WORTWUCHS | Literaturlexikon

Umstellprobe

Die Umstellprobe, auch Verschiebeprobe genannt, ist eine Methode, um die Satzglieder in einem Satz zu erkennen. Genauer gesagt: mit der Umstellprobe kann geprüft werden, ob es sich bei den erkannten Satzgliedern tatsächlich um solche handelt. Es gilt nämlich, dass sich alle Satzglieder, die korrekt erkannt wurden, in einem Satz umstellen lassen, wobei der jeweilige Satz dennoch grammatisch und inhaltlich korrekt bleibt. Werden also sämtliche Satzglieder eines Satzes richtig bestimmt oder zumindest als solche erkannt, lässt sich durch die Umstellprobe überprüfen, ob die Bestimmung richtig war.

Wortart oder Satzglied?

Im Deutschen gibt es Wortarten und Satzglieder. Hierbei lassen sich alle Wörter unserer Sprache einer der zehn Wortarten zuweisen, was aufgrund ihrer Gemeinsamkeiten gemacht werden kann. Um ein Wort einer Wortart zuzuordnen, prüfen wir die Eigenschaften des Wortes. Denn diese Eigenschaften sind bei jeder Wortart unterschiedlich.

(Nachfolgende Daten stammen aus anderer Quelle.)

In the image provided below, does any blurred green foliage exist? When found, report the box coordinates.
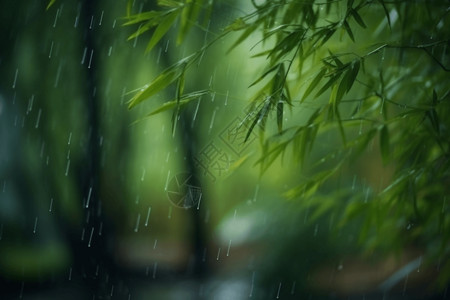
[125,0,450,286]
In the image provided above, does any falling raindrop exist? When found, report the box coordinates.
[164,170,170,191]
[144,207,152,227]
[248,271,255,298]
[89,15,94,29]
[12,68,19,89]
[88,227,94,248]
[277,282,281,299]
[216,247,220,260]
[19,281,25,299]
[53,63,62,88]
[86,186,92,208]
[197,193,203,210]
[81,47,87,65]
[98,222,103,236]
[34,108,42,129]
[167,206,172,219]
[291,281,297,295]
[98,10,105,26]
[33,217,38,233]
[134,214,141,232]
[141,168,145,181]
[53,8,59,28]
[48,41,53,58]
[152,262,158,279]
[88,49,94,69]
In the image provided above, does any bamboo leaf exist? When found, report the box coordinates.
[378,0,392,30]
[316,73,342,98]
[158,0,183,8]
[380,125,390,163]
[248,64,279,87]
[431,89,438,106]
[426,108,440,135]
[145,11,178,52]
[277,101,284,133]
[343,21,355,42]
[127,21,157,41]
[350,9,367,28]
[122,10,163,26]
[147,90,211,117]
[128,63,186,109]
[45,0,56,10]
[225,18,248,31]
[301,68,327,102]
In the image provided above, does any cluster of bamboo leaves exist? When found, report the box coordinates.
[121,0,450,283]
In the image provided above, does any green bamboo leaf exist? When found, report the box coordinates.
[244,101,270,143]
[128,62,186,109]
[145,11,178,52]
[378,0,392,30]
[277,101,284,133]
[321,28,336,45]
[248,64,279,87]
[177,0,203,45]
[127,20,157,41]
[122,10,162,26]
[315,72,342,98]
[46,0,56,10]
[380,125,390,163]
[224,18,248,31]
[426,108,440,135]
[301,68,327,102]
[158,0,183,8]
[227,23,259,54]
[343,21,355,42]
[333,70,351,105]
[350,9,367,28]
[175,73,185,101]
[347,60,361,93]
[147,90,211,117]
[431,89,438,106]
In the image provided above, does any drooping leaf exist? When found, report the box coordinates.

Wortarten sind also Wörter mit einer ganz bestimmten Fähigkeit. So stellen Verben beispielsweise Tätigkeiten dar, wie etwa essen, gehen oder spielen. Nomen sind Dinge, Sachverhalte oder Lebewesen, wie etwa Tisch und Maulwurf, wohingegen als Konjunktionen sämtliche Wörter bezeichnet werden, die Sätze und Wortgruppen oder auch Wörter miteinander verbinden, wie etwa und, oder, sowie.

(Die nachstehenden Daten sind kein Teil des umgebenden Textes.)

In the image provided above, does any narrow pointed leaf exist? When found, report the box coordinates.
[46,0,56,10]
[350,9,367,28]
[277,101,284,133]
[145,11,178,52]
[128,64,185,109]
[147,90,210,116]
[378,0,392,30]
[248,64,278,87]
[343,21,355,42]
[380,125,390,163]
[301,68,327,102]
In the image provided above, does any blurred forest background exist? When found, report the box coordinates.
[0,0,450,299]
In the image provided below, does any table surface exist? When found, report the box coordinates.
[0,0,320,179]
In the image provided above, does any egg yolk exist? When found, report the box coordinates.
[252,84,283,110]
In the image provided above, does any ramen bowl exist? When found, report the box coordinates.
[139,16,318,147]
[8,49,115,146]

Nomen, Verben und Konjunktionen sind also Wortarten. Davon gibt es zehn im Deutschen und jedes Wort lässt sich einer davon zuordnen.

Satzglieder sind anders. Hierbei geht es darum, welche Aufgabe oder Funktion ein Wort oder eine Wortgruppe in einem Satz erfüllt. Somit kann ein Wort in einem Satz ein ganz bestimmtes Satzglied sein und in einem anderen Satz eine andere Aufgabe übernehmen und dann ein ganz anderes Satzglied sein. Schauen wir auf ein Beispiel:


Peter
und
sein
Freund
gucken
einen
Film.

Das obige Beispiel besteht aus sieben Wörtern, die sich jeweils einer Wortart zuordnen lassen. Außerdem gibt es drei Satzglieder im Satz. Dabei bilden das Nomen Peter, die Konjunktion und, das Pronomen sein und das Nomen Freund das Subjekt, wobei das Verb gucken das Prädikat des Satzes ist. Der Artikel einen und das Nomen Film bilden das Objekt, das im Akkusativ steht (vgl. Akkusativobjekt, Kasus).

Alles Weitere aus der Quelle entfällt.